Sunscreen’s Role in Healthcare

Over 400,000 prescriptions were given for sunscreen last year.

Sunscreen has made the headlines this week following a report from the Health and Social Care Information Centre on the number of sunscreen prescriptions issued in 2014.

According to the figures, over 400,000 prescriptions were given for sunscreen last year and many news outlets are asking why – further fuelling the myth that sunscreen is a ‘luxury cosmetic’. The fact is that, whilst essential for life, the sun’s can cause a lot of damage to those with certain medical conditions.

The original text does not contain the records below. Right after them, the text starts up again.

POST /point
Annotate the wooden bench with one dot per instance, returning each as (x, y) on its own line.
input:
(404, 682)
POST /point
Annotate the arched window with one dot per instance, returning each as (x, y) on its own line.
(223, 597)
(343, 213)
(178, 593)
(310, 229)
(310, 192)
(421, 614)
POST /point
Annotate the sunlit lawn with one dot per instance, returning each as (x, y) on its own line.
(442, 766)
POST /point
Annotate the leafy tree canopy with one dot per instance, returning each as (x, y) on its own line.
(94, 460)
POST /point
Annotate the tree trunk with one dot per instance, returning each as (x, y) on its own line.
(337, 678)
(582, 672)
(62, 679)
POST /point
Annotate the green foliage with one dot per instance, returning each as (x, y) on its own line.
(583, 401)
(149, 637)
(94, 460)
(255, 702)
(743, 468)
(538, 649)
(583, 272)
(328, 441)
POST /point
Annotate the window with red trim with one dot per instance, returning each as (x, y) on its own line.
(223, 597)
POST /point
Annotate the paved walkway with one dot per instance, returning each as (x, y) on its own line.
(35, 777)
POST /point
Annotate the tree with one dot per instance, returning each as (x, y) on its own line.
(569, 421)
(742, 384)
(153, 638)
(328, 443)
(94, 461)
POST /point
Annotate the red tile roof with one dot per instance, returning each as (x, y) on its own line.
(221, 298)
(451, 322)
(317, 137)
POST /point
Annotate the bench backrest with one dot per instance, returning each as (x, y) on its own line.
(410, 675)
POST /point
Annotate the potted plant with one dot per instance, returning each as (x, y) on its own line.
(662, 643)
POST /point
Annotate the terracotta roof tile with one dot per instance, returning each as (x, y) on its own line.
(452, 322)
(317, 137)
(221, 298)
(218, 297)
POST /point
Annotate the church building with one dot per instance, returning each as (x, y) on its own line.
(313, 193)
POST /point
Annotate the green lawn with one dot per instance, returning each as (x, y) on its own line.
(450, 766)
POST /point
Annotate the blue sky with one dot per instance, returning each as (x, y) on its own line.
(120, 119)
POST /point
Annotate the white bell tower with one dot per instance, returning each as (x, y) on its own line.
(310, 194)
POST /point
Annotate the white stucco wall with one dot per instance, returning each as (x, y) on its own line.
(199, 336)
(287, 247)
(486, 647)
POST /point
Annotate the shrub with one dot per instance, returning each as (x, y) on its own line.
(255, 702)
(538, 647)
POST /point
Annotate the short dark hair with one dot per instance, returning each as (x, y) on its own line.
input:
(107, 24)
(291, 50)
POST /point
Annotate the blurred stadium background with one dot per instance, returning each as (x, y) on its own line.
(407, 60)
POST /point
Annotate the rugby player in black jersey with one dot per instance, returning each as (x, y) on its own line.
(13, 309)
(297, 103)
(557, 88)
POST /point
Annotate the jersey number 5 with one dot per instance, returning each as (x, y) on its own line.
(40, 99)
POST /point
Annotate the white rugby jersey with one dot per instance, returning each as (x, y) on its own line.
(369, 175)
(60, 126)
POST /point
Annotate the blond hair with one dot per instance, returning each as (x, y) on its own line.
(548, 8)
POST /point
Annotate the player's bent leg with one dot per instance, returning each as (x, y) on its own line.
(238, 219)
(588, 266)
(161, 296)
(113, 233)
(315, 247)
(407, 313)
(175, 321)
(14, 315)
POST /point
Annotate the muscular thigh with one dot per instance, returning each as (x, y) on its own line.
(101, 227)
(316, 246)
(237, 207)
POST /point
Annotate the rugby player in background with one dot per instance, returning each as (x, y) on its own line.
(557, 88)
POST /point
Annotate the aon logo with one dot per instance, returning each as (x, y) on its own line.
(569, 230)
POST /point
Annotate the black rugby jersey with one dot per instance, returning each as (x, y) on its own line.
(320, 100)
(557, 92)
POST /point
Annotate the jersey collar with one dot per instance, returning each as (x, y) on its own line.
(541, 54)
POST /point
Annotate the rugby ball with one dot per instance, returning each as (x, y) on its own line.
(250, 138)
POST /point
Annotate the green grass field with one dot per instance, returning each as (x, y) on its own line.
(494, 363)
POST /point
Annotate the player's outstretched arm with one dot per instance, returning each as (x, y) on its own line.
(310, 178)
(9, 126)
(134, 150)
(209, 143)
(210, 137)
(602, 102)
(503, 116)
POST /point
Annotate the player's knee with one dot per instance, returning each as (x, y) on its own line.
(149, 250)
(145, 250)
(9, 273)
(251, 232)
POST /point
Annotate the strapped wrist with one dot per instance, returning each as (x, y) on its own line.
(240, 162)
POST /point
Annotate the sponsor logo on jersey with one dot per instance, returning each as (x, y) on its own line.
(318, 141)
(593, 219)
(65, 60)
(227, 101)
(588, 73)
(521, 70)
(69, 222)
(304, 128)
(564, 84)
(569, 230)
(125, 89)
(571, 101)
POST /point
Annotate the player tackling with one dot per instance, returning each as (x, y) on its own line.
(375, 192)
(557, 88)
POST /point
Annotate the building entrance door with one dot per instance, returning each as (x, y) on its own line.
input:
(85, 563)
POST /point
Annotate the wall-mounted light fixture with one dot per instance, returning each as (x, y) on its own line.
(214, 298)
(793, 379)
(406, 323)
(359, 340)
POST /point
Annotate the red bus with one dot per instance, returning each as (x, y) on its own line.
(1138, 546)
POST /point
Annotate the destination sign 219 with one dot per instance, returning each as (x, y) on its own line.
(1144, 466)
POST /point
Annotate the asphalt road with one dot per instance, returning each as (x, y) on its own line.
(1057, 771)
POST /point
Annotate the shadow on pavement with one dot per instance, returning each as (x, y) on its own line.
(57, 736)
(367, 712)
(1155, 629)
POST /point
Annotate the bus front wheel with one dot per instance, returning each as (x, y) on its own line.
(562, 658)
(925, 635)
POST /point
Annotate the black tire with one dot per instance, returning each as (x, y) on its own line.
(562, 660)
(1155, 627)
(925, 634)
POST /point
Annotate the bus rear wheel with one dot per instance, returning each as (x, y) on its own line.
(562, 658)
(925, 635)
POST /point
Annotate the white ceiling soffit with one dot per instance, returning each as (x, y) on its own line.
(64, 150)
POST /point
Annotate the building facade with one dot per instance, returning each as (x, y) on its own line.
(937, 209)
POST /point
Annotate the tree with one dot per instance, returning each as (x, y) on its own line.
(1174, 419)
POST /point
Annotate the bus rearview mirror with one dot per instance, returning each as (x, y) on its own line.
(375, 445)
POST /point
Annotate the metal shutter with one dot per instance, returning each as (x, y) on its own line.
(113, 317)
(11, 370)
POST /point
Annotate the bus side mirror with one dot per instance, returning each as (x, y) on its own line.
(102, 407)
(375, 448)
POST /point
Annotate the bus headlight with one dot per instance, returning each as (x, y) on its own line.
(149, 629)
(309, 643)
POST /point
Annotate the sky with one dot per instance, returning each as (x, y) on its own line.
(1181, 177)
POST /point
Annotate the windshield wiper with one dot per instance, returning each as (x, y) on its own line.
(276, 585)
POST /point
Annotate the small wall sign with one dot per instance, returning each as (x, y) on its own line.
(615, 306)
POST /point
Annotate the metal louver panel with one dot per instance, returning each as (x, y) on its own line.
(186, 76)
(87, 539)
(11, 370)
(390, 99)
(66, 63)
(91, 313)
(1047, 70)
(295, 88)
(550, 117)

From photo-sensitivities to photo-induced skin conditions, such as skin cancers, UV rays can cause undeniable damage if the correct precautions are not taken. It’s well documented that skin cancer has been on the rise since the 1970’s and, sadly, the fatality rate from skin cancers is increasing in the UK.

So why are people being prescribed sunscreen? Only certain sunscreens can be prescribed, and some people can be eligible for prescription sunscreen due to a medical condition, or a history of skin cancer. The prescribing of sunscreens to patients who meet the clearly defined criteria is up to the discretion of their GP.

In fact, countries such as Australia and the USA classify sunscreens as medicines, and not cosmetics. Therefore, in the UK, GPs have a duty to provide prescriptions when there is a medical need to prevent life-threatening health conditions from forming in the future.